No corre una gota de aire, ni brisa que sacuda hoja alguna. Silencio y quietud, sólo matizado por el murmullo de las aguas retorcidas del arroyo de Regajos Fríos, hermano de nacimiento del Peñalara, y los ocasionales arranques de unas ranas, comunes y de San Antón. Croan a lo lejos, desde los tremedales.
A media distancia un cárabo –los oídos y los ojos de un búho- lanza unos gañidos agudos. Debe ser una madre que, subida a las ramas altas de un pino, avisa a sus pollos de la presencia de un extraño.
Pronto los pollos olvidan toda cautela y empiezan a chillar, con unos gritos arrastrados, agudos, plañideros. Unos grillos estridulan sin mucha convicción; la noche está fresca. Un crujido pasa por encima, como el rastro de un moscardón, y le sigue otro. El primero, un insecto de gran tamaño que pasa zumbando, quizá un coleóptero, un ciervo volante. El segundo, más grande, un chotacabras europeo, ave de la noche que silba, ronronea y palmetea con las alas mientras cuartea su territorio, un claro del bosque confinado entre matas de pinos y robles.

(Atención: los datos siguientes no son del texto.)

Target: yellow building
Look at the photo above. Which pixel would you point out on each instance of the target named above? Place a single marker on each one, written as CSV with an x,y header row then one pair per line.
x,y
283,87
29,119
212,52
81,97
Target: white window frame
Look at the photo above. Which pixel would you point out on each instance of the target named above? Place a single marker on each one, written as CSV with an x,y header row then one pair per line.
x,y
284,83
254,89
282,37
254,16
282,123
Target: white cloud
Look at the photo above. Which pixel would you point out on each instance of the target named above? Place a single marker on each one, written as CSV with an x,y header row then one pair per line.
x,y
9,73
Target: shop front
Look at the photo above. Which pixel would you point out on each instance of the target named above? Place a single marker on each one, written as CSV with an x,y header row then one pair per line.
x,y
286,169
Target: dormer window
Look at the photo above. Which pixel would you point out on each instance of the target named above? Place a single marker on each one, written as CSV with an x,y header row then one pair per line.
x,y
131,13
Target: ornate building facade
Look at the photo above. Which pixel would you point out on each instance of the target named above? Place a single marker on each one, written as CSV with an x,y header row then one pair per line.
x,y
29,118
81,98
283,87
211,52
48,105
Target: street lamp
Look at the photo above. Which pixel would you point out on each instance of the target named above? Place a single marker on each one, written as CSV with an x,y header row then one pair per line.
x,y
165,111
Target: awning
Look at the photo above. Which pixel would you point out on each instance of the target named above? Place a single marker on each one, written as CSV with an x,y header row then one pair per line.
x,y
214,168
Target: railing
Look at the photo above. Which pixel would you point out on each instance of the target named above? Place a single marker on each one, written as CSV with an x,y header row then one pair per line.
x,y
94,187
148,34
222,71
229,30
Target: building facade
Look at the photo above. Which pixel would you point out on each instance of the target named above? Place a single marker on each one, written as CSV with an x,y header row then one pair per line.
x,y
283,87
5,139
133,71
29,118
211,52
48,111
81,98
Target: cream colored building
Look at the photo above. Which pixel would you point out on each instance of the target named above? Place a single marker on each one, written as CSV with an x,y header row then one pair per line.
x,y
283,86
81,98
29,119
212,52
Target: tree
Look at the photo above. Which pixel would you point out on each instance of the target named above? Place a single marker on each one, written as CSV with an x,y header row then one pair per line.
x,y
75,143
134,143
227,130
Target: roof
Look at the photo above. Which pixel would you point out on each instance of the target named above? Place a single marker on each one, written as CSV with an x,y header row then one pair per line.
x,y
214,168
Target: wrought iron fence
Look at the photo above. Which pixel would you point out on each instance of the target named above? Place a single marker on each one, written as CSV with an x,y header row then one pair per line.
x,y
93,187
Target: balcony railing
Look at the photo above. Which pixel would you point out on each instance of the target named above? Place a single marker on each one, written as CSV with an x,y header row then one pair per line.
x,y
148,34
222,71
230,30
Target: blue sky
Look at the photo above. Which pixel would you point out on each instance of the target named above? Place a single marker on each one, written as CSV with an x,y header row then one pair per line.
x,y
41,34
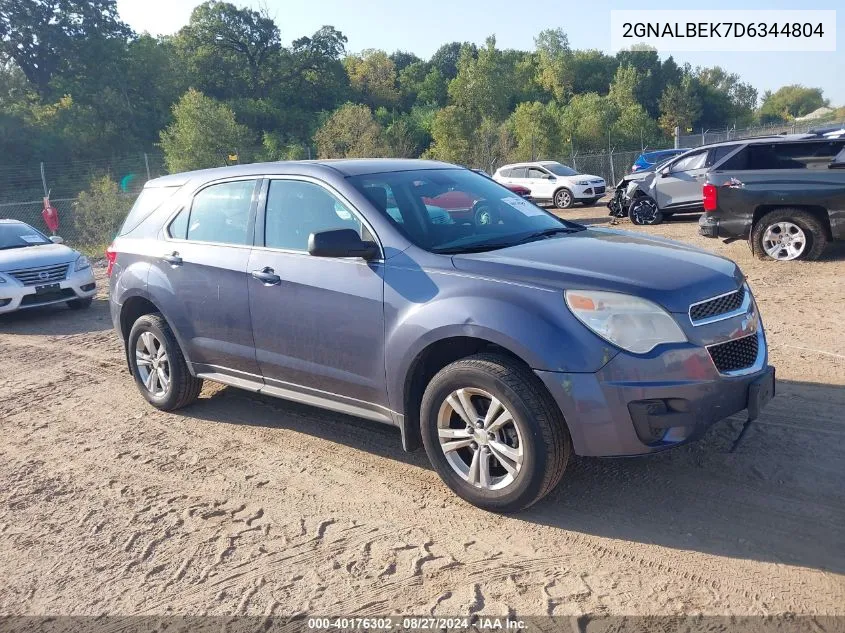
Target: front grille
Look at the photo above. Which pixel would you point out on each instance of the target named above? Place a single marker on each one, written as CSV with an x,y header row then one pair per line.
x,y
48,297
719,305
738,354
40,276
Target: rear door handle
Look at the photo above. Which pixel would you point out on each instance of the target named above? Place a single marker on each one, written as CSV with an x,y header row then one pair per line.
x,y
267,276
173,259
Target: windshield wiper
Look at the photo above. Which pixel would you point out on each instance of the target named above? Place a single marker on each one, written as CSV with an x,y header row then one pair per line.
x,y
547,233
472,248
490,246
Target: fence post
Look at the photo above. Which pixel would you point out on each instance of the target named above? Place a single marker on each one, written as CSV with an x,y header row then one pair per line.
x,y
44,181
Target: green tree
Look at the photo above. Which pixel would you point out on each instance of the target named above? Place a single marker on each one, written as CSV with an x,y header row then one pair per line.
x,y
790,102
99,212
536,131
451,132
46,37
445,58
554,68
350,132
680,106
230,50
482,87
372,75
203,133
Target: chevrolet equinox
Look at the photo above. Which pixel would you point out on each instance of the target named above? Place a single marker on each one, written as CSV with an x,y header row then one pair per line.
x,y
502,346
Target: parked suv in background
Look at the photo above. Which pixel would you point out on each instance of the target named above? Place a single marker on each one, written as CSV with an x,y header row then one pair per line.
x,y
676,186
501,347
787,199
549,181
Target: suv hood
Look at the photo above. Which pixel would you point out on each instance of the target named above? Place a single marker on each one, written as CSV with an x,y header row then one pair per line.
x,y
590,177
671,274
36,256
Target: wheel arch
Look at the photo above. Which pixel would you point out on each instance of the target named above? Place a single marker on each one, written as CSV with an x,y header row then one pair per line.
x,y
817,211
431,359
133,308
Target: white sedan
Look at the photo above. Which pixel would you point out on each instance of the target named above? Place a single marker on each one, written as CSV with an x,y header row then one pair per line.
x,y
36,270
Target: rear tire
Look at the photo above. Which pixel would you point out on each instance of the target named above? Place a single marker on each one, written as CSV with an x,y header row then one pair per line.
x,y
797,227
80,304
158,365
523,457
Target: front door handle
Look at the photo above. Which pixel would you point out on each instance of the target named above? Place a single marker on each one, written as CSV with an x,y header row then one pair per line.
x,y
173,259
267,276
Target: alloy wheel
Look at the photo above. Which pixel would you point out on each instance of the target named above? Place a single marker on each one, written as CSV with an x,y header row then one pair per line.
x,y
563,199
153,364
480,438
784,241
644,212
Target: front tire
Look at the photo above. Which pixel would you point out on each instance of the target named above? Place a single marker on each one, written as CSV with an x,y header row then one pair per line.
x,y
493,433
158,365
788,234
563,199
644,211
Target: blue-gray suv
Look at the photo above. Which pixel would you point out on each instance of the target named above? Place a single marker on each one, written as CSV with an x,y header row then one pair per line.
x,y
428,297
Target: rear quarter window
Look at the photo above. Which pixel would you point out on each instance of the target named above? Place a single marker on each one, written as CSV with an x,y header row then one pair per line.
x,y
150,199
766,156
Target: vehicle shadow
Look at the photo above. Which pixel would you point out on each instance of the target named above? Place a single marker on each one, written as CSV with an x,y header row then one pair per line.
x,y
58,320
778,498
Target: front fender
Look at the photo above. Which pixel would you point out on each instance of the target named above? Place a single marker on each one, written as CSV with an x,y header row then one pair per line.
x,y
530,322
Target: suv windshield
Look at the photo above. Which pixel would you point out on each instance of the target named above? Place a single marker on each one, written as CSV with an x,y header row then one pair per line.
x,y
560,170
14,235
457,210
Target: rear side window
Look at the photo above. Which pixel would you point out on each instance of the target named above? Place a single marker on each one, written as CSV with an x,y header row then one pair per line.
x,y
220,213
150,199
813,155
296,209
693,161
718,153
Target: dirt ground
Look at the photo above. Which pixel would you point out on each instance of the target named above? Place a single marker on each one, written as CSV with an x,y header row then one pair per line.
x,y
244,504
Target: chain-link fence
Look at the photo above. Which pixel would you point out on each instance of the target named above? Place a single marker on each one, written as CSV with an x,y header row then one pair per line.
x,y
705,137
23,188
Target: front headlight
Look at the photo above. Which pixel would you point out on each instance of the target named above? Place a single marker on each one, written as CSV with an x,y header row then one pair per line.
x,y
634,324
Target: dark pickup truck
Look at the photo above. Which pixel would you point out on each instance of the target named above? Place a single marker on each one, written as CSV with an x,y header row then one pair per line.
x,y
786,199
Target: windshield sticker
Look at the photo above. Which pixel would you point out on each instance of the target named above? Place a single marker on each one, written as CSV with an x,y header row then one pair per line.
x,y
524,206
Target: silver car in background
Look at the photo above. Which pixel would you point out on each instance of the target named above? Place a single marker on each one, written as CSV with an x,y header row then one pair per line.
x,y
36,270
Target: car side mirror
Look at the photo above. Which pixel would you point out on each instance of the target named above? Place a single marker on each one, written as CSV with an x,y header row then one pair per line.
x,y
341,243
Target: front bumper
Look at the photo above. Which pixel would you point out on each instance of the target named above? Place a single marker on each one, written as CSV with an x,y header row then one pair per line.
x,y
589,192
15,296
614,412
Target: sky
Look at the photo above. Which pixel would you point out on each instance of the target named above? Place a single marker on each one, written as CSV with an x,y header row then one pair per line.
x,y
421,27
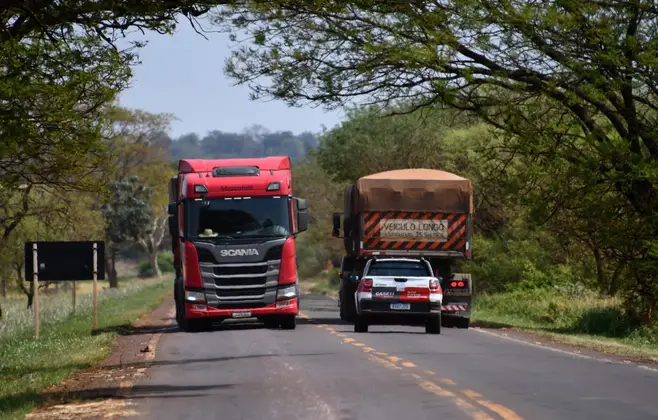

Siguen los pollos hambrientos. Ahora a media distancia ulula otro cárabo, seguramente el padre. Y el ululato anuncia que, por el momento, no hay comida.
Entre la vegetación, cerca, se oyen unos chasquidos. Un animal de gran tamaño pisotea, rompe las ramas caídas. Es un corzo que lanza un ladrido bronco, abierto. Pero la voz que rompe el silencio del bosque no es una voz de alarma; el animal no huye a saltos, rompiendo la maleza, sino que empieza una serie de llamadas, distintas, como explorando varios registros, mientras camina y describe un arco. Se trata de un macho en celo, aquerenciado desde hace días a este claro de hierba y helechos, que se asoma así al celo. Con estos bramidos desafía a otros machos, intenta seducir a alguna hembra.
Los ladridos se extienden durante un largo rato, hasta que el corzo calla y se aleja, tranquilo, a recuperar fuerzas y ganas en alguna vega fresca.
La ladra de los corzos marca el comienzo del verano en la Sierra. Mientras, el cárabo no ha parado de ulular. Ni los pollos de pedir.